Trauer um Sprach-Profi und Journalisten
Wolf Schneider
Seine Bücher waren Bestseller, seine Urteile über Verirrungen der deutschen Sprache waren klar und eindeutig. Wolf Schneider, bekannter Journalist, Moderator und Sprachkritiker, ist am Freitag im Alter von 97 Jahren im bayerischen Starnberg gestorben, wie seine Familie mitteilte.
Als scharfzüngiger Moderator der „NDR Talk Show“ und als früherer Leiter der Henri-Nannen-Schule in Hamburg war er auch weit über die Medienbranche hinaus bekannt – was nicht zuletzt an seinen Büchern lag wie „Wörter machen Leute“, „Deutsch für Profis“ oder „Deutsch für Kenner“ mit Ratschlägen für klares, verständliches Deutsch.
Bei vielen angehenden Journalisten gelten solche Titel nach wie vor als Pflichtlektüre. Seine Attacken auf Blähwörter, unnötige Anglizismen, Satzungetüme und geschwurbelte Formulierungen waren gefürchtet und geschätzt; sie verkaufen sich bestens.
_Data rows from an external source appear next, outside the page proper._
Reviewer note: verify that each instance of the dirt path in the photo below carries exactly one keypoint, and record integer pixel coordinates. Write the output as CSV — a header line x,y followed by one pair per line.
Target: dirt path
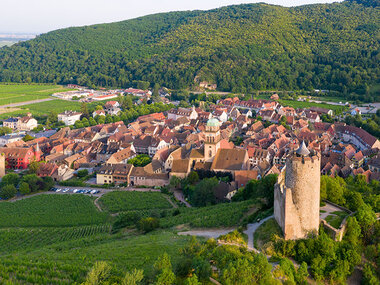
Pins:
x,y
251,228
26,103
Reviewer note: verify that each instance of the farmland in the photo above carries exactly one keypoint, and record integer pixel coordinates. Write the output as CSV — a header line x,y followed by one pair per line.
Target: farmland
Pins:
x,y
51,211
16,93
221,215
119,201
68,262
43,108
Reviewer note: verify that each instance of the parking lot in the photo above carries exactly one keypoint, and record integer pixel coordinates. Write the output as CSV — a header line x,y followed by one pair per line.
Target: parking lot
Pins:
x,y
78,190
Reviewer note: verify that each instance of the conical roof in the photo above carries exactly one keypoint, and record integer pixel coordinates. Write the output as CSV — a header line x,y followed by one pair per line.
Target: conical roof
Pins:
x,y
302,150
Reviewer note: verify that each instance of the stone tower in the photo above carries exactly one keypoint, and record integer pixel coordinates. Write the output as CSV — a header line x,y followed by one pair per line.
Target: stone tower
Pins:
x,y
297,194
2,165
212,139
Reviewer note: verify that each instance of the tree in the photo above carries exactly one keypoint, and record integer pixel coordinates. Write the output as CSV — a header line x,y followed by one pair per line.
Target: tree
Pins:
x,y
193,177
24,188
192,280
98,274
203,193
82,173
35,182
10,179
34,166
366,217
8,191
133,278
84,110
163,268
140,160
27,138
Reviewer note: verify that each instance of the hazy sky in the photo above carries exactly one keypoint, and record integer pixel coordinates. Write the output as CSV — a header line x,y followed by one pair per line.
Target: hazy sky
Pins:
x,y
39,16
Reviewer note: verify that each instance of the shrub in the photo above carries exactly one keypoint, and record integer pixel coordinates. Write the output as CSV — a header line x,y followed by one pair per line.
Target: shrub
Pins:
x,y
148,224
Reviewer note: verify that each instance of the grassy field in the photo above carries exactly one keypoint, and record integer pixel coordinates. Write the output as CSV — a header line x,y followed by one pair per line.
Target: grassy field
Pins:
x,y
43,108
16,93
68,262
265,232
121,201
300,104
51,211
221,215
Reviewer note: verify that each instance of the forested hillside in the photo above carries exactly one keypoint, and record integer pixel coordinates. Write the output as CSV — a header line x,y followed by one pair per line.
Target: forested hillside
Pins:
x,y
241,48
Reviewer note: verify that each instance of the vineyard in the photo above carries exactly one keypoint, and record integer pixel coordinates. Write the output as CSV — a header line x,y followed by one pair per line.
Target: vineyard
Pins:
x,y
121,201
221,215
51,211
68,262
19,239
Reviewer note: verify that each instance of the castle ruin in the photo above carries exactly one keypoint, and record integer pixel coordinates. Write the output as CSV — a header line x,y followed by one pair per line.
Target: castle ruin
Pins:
x,y
297,194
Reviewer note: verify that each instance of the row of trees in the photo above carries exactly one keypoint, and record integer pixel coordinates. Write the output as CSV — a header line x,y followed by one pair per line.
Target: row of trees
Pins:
x,y
12,183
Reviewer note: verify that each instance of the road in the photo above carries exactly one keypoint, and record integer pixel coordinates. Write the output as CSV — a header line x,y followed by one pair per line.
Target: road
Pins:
x,y
26,103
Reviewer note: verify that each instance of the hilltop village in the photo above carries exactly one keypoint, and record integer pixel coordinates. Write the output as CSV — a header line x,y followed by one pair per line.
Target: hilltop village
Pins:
x,y
245,139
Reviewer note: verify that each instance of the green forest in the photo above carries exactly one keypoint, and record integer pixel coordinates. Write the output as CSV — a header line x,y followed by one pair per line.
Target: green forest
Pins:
x,y
241,48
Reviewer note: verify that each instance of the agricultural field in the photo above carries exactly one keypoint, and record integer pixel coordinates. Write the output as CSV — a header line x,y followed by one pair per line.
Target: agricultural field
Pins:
x,y
121,201
16,93
51,211
221,215
42,108
300,104
20,239
68,262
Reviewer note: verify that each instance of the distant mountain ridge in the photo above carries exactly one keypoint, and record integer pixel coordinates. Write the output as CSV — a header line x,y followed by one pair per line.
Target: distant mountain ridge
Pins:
x,y
240,48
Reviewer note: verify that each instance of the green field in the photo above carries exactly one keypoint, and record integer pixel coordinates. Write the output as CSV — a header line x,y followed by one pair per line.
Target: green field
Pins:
x,y
56,239
221,215
300,104
43,108
16,93
68,262
51,211
121,201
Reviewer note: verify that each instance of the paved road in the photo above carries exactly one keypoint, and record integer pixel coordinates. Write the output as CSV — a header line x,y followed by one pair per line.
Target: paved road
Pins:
x,y
26,103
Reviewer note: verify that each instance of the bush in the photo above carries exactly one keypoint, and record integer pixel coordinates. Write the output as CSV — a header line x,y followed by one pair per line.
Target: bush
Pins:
x,y
8,191
24,188
148,224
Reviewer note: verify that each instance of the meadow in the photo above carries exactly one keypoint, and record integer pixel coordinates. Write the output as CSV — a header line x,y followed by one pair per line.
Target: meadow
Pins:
x,y
16,93
221,215
121,201
68,262
51,211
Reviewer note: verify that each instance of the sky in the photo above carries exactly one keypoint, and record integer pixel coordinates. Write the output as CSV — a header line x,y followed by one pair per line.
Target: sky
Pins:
x,y
40,16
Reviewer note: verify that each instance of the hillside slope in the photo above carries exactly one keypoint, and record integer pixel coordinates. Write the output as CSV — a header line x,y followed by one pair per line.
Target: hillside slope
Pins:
x,y
241,48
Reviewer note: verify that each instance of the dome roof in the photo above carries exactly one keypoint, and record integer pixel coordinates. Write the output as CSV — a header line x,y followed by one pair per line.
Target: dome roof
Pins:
x,y
213,122
302,150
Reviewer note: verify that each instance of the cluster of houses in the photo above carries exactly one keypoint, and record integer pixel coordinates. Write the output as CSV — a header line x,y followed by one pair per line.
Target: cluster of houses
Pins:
x,y
26,123
191,139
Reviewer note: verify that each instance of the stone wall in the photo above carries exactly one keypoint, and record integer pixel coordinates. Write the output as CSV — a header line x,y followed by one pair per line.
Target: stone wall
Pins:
x,y
297,196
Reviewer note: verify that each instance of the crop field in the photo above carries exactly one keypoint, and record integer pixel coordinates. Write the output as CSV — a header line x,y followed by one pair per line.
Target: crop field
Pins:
x,y
16,93
20,239
68,262
221,215
300,104
121,201
51,211
43,108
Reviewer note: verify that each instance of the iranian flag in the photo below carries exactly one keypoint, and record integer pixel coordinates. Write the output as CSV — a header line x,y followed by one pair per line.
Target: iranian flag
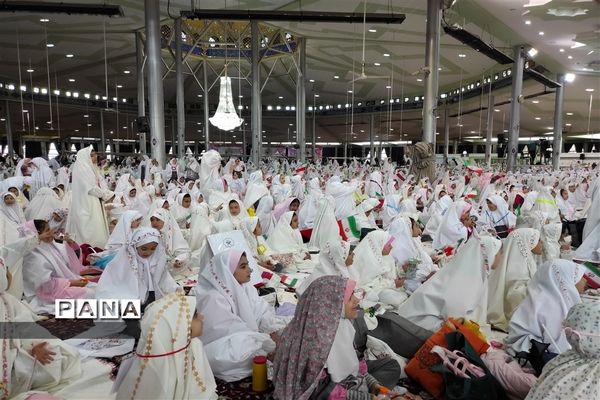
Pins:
x,y
472,167
300,170
350,228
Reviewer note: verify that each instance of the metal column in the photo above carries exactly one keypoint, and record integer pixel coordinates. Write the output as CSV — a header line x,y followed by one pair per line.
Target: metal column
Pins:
x,y
102,148
155,88
139,60
515,109
256,100
446,135
432,62
206,110
180,93
558,110
489,130
9,141
301,100
371,133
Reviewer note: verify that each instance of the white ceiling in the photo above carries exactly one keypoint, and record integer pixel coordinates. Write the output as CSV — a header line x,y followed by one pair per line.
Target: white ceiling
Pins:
x,y
332,50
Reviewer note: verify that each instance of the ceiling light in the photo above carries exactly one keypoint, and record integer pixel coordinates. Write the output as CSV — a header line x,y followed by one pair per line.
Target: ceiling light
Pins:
x,y
532,52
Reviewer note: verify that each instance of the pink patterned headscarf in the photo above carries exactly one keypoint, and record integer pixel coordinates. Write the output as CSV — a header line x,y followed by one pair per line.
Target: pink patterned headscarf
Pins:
x,y
301,357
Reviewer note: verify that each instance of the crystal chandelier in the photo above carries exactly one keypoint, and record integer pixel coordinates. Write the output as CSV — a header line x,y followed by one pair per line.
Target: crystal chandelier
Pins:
x,y
226,117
Schneider, am 7. Mai 1925 in Erfurt geboren, war ein Sohn des Rechtsanwalts und Politikers Bruno Schneider. Er wuchs in Berlin auf. Nach dem Abitur leistete er seinen Kriegsdienst bei der Luftwaffe. Nach Kriegsende arbeitete er zunächst als Dolmetscher bei der US-Armee, ab 1947 dann bei der „Münchner Neuen Zeitung“, einer Zeitung der US-Militärregierung. Von 1950 an war er 6 Jahre lang Korrespondent der Nachrichtenagentur AP, später Leiter der Nachrichtenredaktion und Washington-Korrespondent für die „Süddeutsche Zeitung“. Für das Werner-Friedmann-Institut (später: Deutsche Journalistenschule) war er damals Dozent.
1966 wechselte Schneider zum Magazin „Stern“, wo er zuerst Chef vom Dienst und ab 1969 Verlagsleiter war. 1971 wechselte er zur Axel Springer AG, um einen „Anti-Spiegel“ zu entwickeln. Das Projekt wurde eingestellt, und er wurde 1973 Chefredakteur der Tageszeitung „Die Welt“, damals Hamburg.
Schneider hatte aber auch als Autor einen Ruf. Er schrieb nicht nur sprachlich funkelnde „Streiflichter“-Kolumnen für die „Süddeutsche Zeitung“ und zahlreiche Reportagen etwa für das Magazin „Geo“, sondern auch mehr als 2 Dutzend Sachbücher.
Wer gelesen werden wolle, müsse sich plagen, war Schneiders Motto. Verkürzt zu „Qualität kommt von Qual“ war es im Eingang der Henri-Nannen-Schule in Hamburg in Stein gemeißelt zu lesen. Schneider war ab 1979 der erste Schulleiter. „Stern“-Gründer Nannen selbst hatte sich ihn für diese Aufgabe gewünscht mit der Begründung, kein anderer könne das besser.
Als Schneider die Leitung der Schule 1995 an Ingrid Kolb abgab, war er in einem Alter, in dem andere lange in Rente sind. Er dagegen schrieb weitere Bücher, gab Seminare zu sprachkritischen Themen und engagierte sich unter anderem bei der Aktion Lebendiges Deutsch. Hatte er in früheren Jahren noch gegen Anglizismen wie T-Shirt, Mountainbike oder Airbag gewettert und verlangt, dafür deutsche Entsprechungen zu verwenden, wurde er mit dem Alter in dieser Hinsicht milder. Zumindest gegen kurze, prägnante englische Lehnwörter wie „Sex“ sei nichts einzuwenden, befand er später.
Im Jahre 2019 gehörte Schneider zu den Initiatoren eines Aufrufs des Vereins Deutsche Sprache unter der Überschrift „Schluss mit dem Gender-Unfug“. In dem Text wurden unter anderem „lächerliche Sprachgebilde“ wie „die Radfahrenden“, „die Studierenden“ oder sogar „Luftpiratinnen“ und „Idiotinnen“ kritisiert und „als weitere Verrenkung noch der seltsame Gender-Stern“ aufs Korn genommen.
Chefredakteur Dr. Toni Ebner holte Wolf Schneider mehrmals für Seminare zu den „Dolomiten“ nach Südtirol. Dabei bestätigte Schneider dem „Tagblatt der Südtiroler“, dass er darin weniger Rechtschreibfehler finde als in der „Frankfurter Allgemeinen Zeitung“.